Friday, February 15, 2013

Constitution-writing pitfalls

As the political crisis is raging in Tunisia and entering its almost third week next Monday, I decided to look at some of late last year's think tank literature on the stalled constitution-writing. This Atlantic Council's paper is truly illuminating in providing some answers as to why the current crisis broke out. It is obviously not the isolated incident of Chokri Belaid's brazen murder (as horrendous as it is). Belaid was hardly THE opposition leader, as some media now rush to say. His party had only one seat in the Constituent Assembly. And there are more vocal political players denouncing Ennahda than he was. But his killing marked the culmination of the divisions deriving from the country's paralysis and flawed constitution-writing process.

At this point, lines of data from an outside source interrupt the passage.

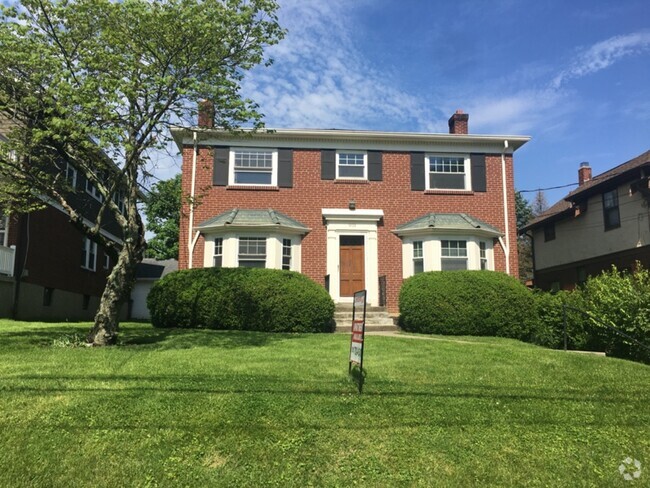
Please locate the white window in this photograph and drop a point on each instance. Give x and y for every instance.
(217, 260)
(418, 257)
(252, 252)
(257, 167)
(352, 165)
(454, 255)
(286, 253)
(4, 230)
(71, 175)
(89, 254)
(447, 173)
(482, 246)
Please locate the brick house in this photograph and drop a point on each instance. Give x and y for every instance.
(350, 209)
(48, 268)
(604, 221)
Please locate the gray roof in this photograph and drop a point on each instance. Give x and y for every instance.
(153, 269)
(239, 217)
(440, 221)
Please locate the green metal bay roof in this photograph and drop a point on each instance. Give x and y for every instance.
(241, 218)
(441, 222)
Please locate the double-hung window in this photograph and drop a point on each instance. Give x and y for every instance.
(351, 164)
(447, 173)
(418, 257)
(89, 254)
(218, 253)
(454, 255)
(482, 247)
(286, 254)
(254, 167)
(252, 252)
(611, 213)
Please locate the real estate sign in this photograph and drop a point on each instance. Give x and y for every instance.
(358, 329)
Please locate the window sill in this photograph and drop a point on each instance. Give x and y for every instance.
(253, 187)
(351, 181)
(448, 192)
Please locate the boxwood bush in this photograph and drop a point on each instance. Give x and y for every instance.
(241, 298)
(480, 303)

What Pickard makes clear in this paper is the mistake of vesting both legislative and constitution-drafting functions in one body, whose work got obstructed by gnawing socio-economic grievances. But a more important point is that political players could have averted some of the current problems, had they followed the South African model and agreed on a Declaration of Intent, which "set forward a common set of principles", according to the writer. Had they agreed from the beginning that certain principles would remain untouchable, such as Article 1 of the Constitution and the Personal Status Code, some of the most protracted debates about the role of Sharia and women's "complementarity" to men would have been avoided. These very same questions engendered some of the most acrimonious and divisive debates of the country's transitional period. They polarized the already fragmented society even further, pitting Islamist-leaning citizens against those who support secularism. Maybe had the politicians drawn up that commonly accepted foundation from the beginning, the country would have not gotten into this bitter political wrangling that serves no one's interests.